Insgesamt gebe es sieben Weihnachtspostfilialen in ganz Deutschland. Diejenige in Himmelstadt ist die einzige in Bayern. Im Jahr 1986 wurde die Filiale offiziell eröffnet, doch schon vorher wurden Wunschzettel an das Christkind geschrieben. Es liegen Exemplare aus den Jahren 1928, 1943 und 1950 vor. Bereits 1993 habe Schotte zum ersten Mal als Helferin in der Weihnachtspostfiliale mitgearbeitet: „Ich wollte eigentlich nur schnuppern, aber ich war so angetan, dass mich die Filiale und die Idee dahinter nicht mehr losgelassen haben.“ Damals seien schon 25.000 Briefe an das Christkind eingetroffen. „Scheinbar hat man mir meine Begeisterung angemerkt, denn ich wurde im gleichen Jahr gefragt, ob ich die Leitung der Weihnachtspostfiliale übernehmen wolle“, erzählt Schotte.
Während die Ehrenamtlichen meist vormittags ein paar Stunden helfen, ist Schotte das ganze Jahr über mit der Organisation der Weihnachtspostfiliale beschäftigt. „Im Januar erreichen uns zahlreiche Dankesbriefe. Das ist unser Dank für die viele Arbeit – das macht uns glücklich“, erklärt Schotte. Im Sommer nächsten Jahres vertritt sie die Himmelstädter Weihnachtspostfiliale auf der Landesgartenschau in Würzburg. Zudem finden mehrfach im Jahr Ausflugsgruppen den Weg nach Himmelstadt, denen Schotte die Filiale und ihre Arbeit vorstellt.
„Seit 2010 veranstaltet der WDR jedes Jahr am 3. Oktober den ‚Türöffner-Tag‘ mit der Maus, bei dem Türen geöffnet werden, die Kindern sonst verschlossen bleiben“, erklärt Schotte. Dafür bereitet sie etwa Stationen zum Basteln und Salzteigplätzchenbacken vor.
Viele Briefe seien zwar an den Weihnachtsmann, den Nikolaus oder den „lieben Gott“ adressiert, werden aber natürlich trotzdem beantwortet. „Unter dem Antwortbrief steht dann ‚Dein Christkind‘. An welche Figur die Kinder glauben, spielt für uns erstmal keine Rolle“, erklärt Schotte. In der Weihnachtspostfiliale gilt wie in jedem Postamt das Postgeheimnis – wenn sie oder ihre Helfer von schönen oder traurigen Briefen erzählen, nennen sie keine Namen.

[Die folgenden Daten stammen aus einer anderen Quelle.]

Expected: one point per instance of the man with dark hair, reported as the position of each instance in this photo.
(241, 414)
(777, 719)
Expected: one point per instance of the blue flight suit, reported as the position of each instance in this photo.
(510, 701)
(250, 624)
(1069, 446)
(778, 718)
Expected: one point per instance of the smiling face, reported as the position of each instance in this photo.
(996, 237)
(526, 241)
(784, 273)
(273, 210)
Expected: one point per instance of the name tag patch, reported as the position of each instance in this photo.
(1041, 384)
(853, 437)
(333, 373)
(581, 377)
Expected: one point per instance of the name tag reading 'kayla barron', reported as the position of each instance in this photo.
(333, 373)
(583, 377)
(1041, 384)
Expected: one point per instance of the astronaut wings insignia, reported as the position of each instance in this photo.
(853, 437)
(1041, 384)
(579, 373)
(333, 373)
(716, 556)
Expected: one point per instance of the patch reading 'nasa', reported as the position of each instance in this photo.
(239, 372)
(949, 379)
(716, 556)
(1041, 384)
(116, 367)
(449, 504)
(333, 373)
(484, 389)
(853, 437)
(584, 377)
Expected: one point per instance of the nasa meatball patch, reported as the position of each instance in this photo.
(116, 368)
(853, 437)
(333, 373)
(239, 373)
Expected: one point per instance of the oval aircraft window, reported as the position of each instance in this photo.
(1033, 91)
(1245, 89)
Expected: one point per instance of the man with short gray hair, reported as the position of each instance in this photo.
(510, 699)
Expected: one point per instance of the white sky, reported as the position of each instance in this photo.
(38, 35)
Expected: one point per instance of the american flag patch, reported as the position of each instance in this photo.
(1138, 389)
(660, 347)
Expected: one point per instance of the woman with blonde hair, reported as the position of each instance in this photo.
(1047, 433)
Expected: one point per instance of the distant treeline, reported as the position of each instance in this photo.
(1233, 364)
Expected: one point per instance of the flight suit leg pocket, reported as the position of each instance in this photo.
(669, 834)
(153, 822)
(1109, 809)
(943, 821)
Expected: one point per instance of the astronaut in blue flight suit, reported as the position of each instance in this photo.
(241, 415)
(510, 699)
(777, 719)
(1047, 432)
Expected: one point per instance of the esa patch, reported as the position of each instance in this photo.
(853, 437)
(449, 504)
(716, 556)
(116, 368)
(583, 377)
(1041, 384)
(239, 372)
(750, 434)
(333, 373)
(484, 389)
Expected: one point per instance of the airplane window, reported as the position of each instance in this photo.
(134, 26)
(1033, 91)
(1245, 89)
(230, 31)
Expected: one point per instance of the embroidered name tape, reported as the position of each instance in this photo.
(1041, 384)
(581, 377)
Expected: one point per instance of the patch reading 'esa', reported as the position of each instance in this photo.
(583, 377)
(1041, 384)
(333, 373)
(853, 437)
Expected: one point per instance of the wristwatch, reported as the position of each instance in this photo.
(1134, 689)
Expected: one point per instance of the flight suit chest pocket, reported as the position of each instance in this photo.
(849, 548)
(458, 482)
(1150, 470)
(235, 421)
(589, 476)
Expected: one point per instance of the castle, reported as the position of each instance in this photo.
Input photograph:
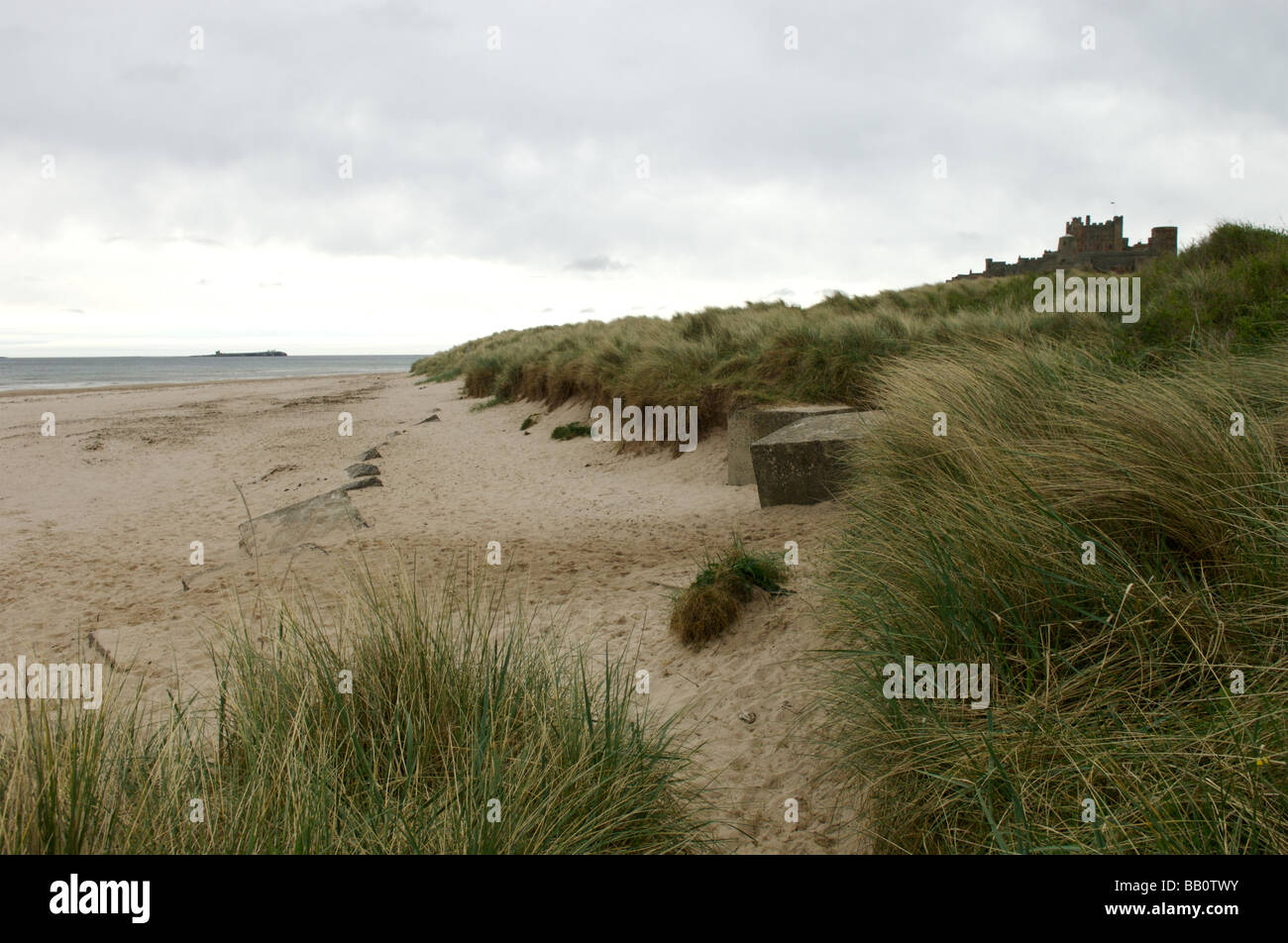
(1099, 247)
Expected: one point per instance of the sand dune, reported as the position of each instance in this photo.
(97, 524)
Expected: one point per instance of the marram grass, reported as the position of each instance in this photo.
(1140, 703)
(463, 733)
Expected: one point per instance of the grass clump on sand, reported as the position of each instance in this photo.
(572, 431)
(463, 733)
(712, 602)
(1225, 291)
(1116, 681)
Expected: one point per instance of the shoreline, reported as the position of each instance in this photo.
(127, 386)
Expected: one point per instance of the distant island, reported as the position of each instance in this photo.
(257, 353)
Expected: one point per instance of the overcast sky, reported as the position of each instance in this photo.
(172, 175)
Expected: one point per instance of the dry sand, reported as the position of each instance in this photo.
(95, 526)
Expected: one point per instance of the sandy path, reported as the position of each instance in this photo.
(95, 526)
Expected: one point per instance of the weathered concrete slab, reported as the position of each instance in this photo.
(755, 423)
(804, 463)
(300, 523)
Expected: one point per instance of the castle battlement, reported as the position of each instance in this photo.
(1098, 247)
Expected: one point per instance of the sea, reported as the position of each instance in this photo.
(75, 372)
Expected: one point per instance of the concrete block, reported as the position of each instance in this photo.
(804, 463)
(755, 423)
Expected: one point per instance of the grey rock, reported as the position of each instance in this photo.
(360, 483)
(300, 523)
(755, 423)
(805, 463)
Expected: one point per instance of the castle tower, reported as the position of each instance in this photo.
(1162, 240)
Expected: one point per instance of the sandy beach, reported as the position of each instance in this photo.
(97, 523)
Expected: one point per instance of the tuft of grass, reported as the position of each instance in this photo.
(463, 733)
(571, 431)
(1227, 291)
(721, 587)
(1113, 681)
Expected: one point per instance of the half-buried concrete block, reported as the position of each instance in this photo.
(755, 423)
(804, 463)
(300, 523)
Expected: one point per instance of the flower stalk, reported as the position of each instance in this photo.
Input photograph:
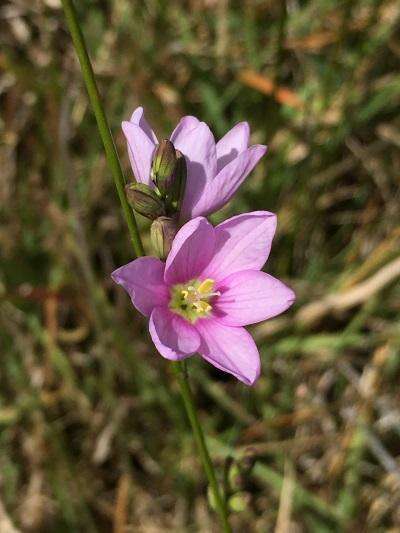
(115, 167)
(188, 400)
(102, 123)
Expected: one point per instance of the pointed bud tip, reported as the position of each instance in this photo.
(162, 233)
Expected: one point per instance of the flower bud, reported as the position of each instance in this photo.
(145, 200)
(163, 166)
(162, 233)
(177, 192)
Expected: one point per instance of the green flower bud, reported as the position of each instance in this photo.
(162, 233)
(175, 197)
(145, 200)
(163, 166)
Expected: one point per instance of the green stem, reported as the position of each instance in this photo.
(102, 124)
(188, 400)
(114, 164)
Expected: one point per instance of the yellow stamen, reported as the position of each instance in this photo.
(206, 286)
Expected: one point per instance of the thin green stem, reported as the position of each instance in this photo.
(188, 400)
(114, 164)
(102, 124)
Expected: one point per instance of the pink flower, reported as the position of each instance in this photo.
(208, 289)
(215, 170)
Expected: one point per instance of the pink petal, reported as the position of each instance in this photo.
(198, 146)
(251, 296)
(230, 349)
(143, 280)
(185, 125)
(242, 243)
(191, 251)
(138, 119)
(174, 337)
(140, 148)
(232, 144)
(220, 190)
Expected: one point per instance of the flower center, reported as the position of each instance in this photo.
(193, 300)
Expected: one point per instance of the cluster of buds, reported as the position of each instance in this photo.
(162, 202)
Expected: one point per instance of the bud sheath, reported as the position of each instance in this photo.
(162, 232)
(145, 200)
(163, 166)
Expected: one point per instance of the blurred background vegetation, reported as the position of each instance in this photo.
(93, 435)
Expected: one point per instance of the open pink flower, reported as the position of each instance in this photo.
(215, 170)
(208, 289)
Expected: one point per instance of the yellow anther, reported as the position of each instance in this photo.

„Ich freue mich über jeden schön gestalteten, selbst gemalten Brief oder Wunschzettel, in dem sich das Kind mit lieben Worten dem Christkind anvertraut“, erzählt Christa Sauer, die heuer zum zehnten Mal mithilft, die Weihnachtspost zu bearbeiten. Was Schotte motiviert, seit 24 Jahren Briefe und Wunschzettel zu beantworten, ist, dass sie Menschen damit glücklich macht: „Freilich kann man mit den Christkind-Briefen nicht die Welt verändern. Aber ich will den Kindern in schlimmen Zeiten Mut machen.“
Weitere Informationen unter www.weihnachtserlebnisse.de
Bild: Ihre Wunschzettel können die Kinder am ersten und dritten Adventswochenende in den historischen Briefkasten der Himmelstädter Weihnachtspostfiliale werfen. (Foto: Carolin Hasenauer / POW)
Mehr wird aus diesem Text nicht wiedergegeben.